Let us analyse the 3-cluster first:  1) [Comp1 < -100,:], 2) [ -100 < Comp1 < 75, Comp2 > 12], 3) [Rest].

In [18]:
 clf = tree.DecisionTreeClassifier()
clust1_idx = np.flatnonzero(trans_Xs[:, 0] < -100)
clust2_idx = np.flatnonzero(((trans_Xs[:, 0] < 75) & (-100 < trans_Xs[:,0])) & (trans_Xs[:, 1] > 12))

num_samples = trans_Xs.shape[0]
clust3_idx = np.setdiff1d(np.arange(num_samples),np.append(clust1_idx,clust2_idx))

fig, ax = plt.subplots(1)

ax.scatter(trans_Xs[clust1_idx, 0], trans_Xs[clust1_idx, 1], label='Clust 1')
ax.scatter(trans_Xs[clust2_idx, 0], trans_Xs[clust2_idx, 1], label='Clust 2')
ax.scatter(trans_Xs[clust3_idx, 0], trans_Xs[clust3_idx, 1], label='Clust 3')
ax.legend()

<IPython.core.display.Javascript object>

<matplotlib.legend.Legend at 0x7f752e0e0cd0>

In [19]:
# Create a new ordinal variable for the clusters: [0,1,2].
Y_class = np.empty(num_samples,dtype=int)
Y_class[clust1_idx] = 0
Y_class[clust2_idx] = 1
Y_class[clust3_idx] = 2

In [20]:
Xs_comb = old_df[comb_vars].drop(columns='SalePrice')
clf = clf.fit(Xs_comb.to_numpy(),Y_class)

fig,ax = plt.subplots(1)

_ = tree.plot_tree(clf,feature_names=Xs_comb.columns,class_names=['Left','Top','Rest'],
                   filled=True,proportion=False,ax=ax)

<IPython.core.display.Javascript object>

We find that the clusters can be identified well via two variables: GarageCars or TotalBsmtSF. It may be useful to  divide our dataset into three (based on these clusters above), then seeing if performing a regression for cluster bring benefits. However, we may be required to perform the regression diagnostics once more. Thus, if our goal is prediction (as oppose to EDA), starting with PCA might be easier.

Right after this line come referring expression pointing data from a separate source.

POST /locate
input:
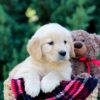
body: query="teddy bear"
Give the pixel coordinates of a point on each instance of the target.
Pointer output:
(87, 48)
(86, 45)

Let us also see if the outliers have a specific pattern relative to non-outlying points. We already have the indices of the outliers, let us create a new dichotomous variable classifying between outliers and non-outliers [0,1]

In [21]:
Y_out = np.zeros(num_samples,dtype=int)
Y_out[outlier_idxs] = 1

clf = clf.fit(Xs_comb.to_numpy(),Y_out)

fig,ax = plt.subplots(1)
_ = tree.plot_tree(clf,feature_names=Xs_comb.columns,class_names=['Reg.','Outlier'],
                   filled=True,proportion=False,ax=ax)


<IPython.core.display.Javascript object>

Looking at the tree, the DT was not able to find a simple explanation for the outliers.

Note that sklearn's plotting of trees does not allowing scaling (zooming-in) without much more code written for it. However, the plot above is sufficient to show that there isn't a clean partition of the dataset to determine outliers.  

# Summary & future work

In conclusion, we find that there are correlated variables that can be used as predictors for the house price. Some of these could be linearized quite well, others require further transforms. We found three clusters in the dataset which partitions data by whether GarageCar (size of garage in car capacity) is zero or not (since the variable takes integer values only), and if the TotalBsmtSF (total square feet of basement area) is less than 52.5. 

The analysis above only took into consideration quantative variables - continuous and discrete lattices. From the author's notes on the dataset, it suggests using the Neighbourhood variable as a predictor for house prices. Neighbourhood however is a qualitative nominal variable. Therefore future work would attempt a thorough analysis of all the qualitative variables for their significance in prediction.